Right, the effort, discipline etc are only a means to the end and also are not the
only means to that end.

There is another aspect also. There are people who put this effort not for
verifying if the sruti is right or wrong but to experience it. For example when my
friend says this movie is good, I go to see it not to verify if my friend was right, 
but to experience it and have a good time and the money is well spent:-). 
So for the vast majority of us the drive to experience Brahman is important and we
are sure the effort we put in is not wasted because we firmly believe in the Sruti.
After reading through "realize" is the right word not "Experience".

>What is the path to be followed by such a person? Is he or she supposed to 
>sit and chant "I am brahman" repeatedly, the way one chants some mantra? Or 
>is he supposed to ritually consecrate brahman in himself, the way we invoke 
>a divine presence in an image (AvAhana)? Will such exercises make brahman 
>manifest in this person's experience? The answer to all of this is no. What 
>is needed is to prepare oneself through mental discipline (e.g. through 
>yoga), which helps enormously towards developing the qualities necessary to 
>really comprehend and realize brahman.

The yoga you are referring to, is it the yoga exercises?

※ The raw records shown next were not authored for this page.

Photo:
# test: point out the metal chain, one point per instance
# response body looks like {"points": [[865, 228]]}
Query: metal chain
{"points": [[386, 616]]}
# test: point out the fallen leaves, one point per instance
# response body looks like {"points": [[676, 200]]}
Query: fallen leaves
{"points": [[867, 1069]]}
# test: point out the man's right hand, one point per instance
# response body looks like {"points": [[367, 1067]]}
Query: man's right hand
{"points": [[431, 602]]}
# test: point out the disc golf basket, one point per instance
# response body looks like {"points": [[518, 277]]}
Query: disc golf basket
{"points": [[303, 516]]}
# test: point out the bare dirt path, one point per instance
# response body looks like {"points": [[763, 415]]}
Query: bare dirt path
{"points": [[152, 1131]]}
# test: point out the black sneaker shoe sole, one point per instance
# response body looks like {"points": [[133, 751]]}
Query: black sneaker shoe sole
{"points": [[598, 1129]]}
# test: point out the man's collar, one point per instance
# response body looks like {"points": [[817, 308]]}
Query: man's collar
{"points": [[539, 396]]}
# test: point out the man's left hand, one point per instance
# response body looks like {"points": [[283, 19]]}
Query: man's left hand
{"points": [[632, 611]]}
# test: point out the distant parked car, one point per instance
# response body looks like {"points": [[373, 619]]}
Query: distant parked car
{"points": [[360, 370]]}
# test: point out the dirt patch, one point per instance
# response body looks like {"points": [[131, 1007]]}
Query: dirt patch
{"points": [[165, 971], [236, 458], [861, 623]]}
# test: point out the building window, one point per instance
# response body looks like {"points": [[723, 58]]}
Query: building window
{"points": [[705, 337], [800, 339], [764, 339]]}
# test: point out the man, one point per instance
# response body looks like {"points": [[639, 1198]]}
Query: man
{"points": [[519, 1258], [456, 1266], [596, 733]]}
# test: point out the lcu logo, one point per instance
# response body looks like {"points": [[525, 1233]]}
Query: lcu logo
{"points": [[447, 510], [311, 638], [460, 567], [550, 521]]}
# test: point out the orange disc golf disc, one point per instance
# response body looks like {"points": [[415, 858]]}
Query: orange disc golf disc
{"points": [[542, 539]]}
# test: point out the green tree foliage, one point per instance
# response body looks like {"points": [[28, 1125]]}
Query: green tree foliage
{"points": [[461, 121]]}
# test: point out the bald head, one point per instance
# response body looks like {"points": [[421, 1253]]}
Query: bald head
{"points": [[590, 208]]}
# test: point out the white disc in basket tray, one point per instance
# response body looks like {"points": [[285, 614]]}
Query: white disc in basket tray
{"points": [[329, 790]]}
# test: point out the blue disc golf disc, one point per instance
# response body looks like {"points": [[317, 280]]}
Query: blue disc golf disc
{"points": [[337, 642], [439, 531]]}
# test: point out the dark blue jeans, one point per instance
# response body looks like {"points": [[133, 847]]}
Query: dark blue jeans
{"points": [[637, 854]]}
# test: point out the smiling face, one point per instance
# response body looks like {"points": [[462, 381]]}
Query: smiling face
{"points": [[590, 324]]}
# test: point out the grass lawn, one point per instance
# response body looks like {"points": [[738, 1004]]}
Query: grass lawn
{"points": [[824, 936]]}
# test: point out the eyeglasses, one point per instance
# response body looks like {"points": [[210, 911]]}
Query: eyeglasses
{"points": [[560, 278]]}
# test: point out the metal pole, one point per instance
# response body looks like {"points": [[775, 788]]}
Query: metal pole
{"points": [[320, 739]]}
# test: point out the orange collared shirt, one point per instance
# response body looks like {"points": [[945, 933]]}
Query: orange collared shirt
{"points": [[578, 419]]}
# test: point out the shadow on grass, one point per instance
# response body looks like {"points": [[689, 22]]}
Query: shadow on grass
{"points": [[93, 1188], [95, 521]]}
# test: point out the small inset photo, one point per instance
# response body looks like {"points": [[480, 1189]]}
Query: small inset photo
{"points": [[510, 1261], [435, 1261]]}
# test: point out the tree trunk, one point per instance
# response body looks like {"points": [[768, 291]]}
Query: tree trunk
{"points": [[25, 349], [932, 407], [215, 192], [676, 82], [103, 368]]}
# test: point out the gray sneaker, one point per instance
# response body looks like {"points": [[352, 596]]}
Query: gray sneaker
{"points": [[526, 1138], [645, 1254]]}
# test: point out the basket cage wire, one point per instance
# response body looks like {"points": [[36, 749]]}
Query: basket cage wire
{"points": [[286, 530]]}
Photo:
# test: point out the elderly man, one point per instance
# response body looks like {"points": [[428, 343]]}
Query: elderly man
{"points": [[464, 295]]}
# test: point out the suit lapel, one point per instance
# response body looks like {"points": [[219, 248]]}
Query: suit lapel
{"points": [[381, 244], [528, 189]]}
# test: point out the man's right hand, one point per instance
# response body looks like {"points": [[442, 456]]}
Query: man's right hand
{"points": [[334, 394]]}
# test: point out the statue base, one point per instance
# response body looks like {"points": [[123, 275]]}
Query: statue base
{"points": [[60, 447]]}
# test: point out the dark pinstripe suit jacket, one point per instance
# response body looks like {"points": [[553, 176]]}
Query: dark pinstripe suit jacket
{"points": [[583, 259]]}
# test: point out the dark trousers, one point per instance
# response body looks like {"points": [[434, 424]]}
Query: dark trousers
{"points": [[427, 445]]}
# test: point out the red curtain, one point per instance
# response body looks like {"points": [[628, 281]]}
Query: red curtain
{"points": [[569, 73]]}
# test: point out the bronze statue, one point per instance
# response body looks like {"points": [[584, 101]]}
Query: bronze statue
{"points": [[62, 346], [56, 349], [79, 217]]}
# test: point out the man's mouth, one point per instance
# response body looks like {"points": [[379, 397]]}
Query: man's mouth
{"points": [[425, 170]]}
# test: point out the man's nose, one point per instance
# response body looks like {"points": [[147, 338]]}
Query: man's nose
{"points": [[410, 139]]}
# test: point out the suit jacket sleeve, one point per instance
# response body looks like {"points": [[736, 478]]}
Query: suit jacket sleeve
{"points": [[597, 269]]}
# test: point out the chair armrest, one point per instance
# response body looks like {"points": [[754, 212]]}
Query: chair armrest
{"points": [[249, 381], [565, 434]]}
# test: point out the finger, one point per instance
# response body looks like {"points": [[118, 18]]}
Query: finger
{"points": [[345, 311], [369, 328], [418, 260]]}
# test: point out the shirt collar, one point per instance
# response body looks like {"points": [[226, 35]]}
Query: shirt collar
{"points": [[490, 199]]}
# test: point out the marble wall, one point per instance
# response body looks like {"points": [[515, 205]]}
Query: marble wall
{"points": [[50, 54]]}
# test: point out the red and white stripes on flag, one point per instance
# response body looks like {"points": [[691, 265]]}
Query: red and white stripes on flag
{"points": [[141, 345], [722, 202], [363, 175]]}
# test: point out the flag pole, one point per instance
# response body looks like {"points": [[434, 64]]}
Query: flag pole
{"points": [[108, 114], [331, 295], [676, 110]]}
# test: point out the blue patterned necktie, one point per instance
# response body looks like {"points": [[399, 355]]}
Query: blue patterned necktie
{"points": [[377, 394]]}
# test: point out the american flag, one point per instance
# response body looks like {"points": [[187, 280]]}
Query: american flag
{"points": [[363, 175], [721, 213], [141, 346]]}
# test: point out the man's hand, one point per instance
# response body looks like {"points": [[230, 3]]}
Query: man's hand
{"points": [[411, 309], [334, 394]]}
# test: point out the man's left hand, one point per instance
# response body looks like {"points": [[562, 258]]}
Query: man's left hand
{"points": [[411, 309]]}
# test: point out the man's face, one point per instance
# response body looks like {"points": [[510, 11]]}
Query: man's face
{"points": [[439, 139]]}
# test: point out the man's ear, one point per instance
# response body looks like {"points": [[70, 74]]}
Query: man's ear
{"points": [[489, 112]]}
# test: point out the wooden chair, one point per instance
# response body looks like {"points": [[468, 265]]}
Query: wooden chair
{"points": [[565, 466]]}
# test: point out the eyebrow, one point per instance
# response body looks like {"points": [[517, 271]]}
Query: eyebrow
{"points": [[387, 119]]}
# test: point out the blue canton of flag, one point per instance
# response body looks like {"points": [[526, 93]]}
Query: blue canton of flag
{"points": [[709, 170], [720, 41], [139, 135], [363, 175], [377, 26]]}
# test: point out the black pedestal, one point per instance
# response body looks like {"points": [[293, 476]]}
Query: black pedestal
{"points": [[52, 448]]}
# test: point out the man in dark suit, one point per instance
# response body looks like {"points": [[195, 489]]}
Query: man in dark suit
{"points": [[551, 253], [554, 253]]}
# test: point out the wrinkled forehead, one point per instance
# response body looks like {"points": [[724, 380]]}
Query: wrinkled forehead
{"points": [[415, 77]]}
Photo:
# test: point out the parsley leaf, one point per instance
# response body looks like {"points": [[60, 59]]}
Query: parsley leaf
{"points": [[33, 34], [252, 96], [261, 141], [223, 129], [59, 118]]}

>Yet, in the final analysis, all the disciplines followed by such a person 
>help only to remove the many layers of ignorance so that at the end, the 
>true reality of brahman shines forth. It does not make a previously 
>non-existent thing to come into being or some completely unknown thing into 
>the realm of the known. Every single thing in this universe is in essence 
>brahman. Inasmuch as our own self is never completely unknown to us, but the 
>essential identity of the self is brahman, every one of us is also never 
>completely unaware of brahman. Sruti teaches this truth and a person's 
>brahmAnubhava is an instance of experiencing this truth. The disciplines 
>assist in leading to this instance, but they are not the direct cause of 
>brahman experience.

So what I understand is, Experience is thru external means, vs realizing
is internal. Experience is thru the senses vs realizing is intution. 
Am I correct?

>I hope I have not confused you further. Please feel free to ask further 
>clarifications from the list, as there are many here who will be able to 
>answer better.

Once again thank you very much  for this great explanation.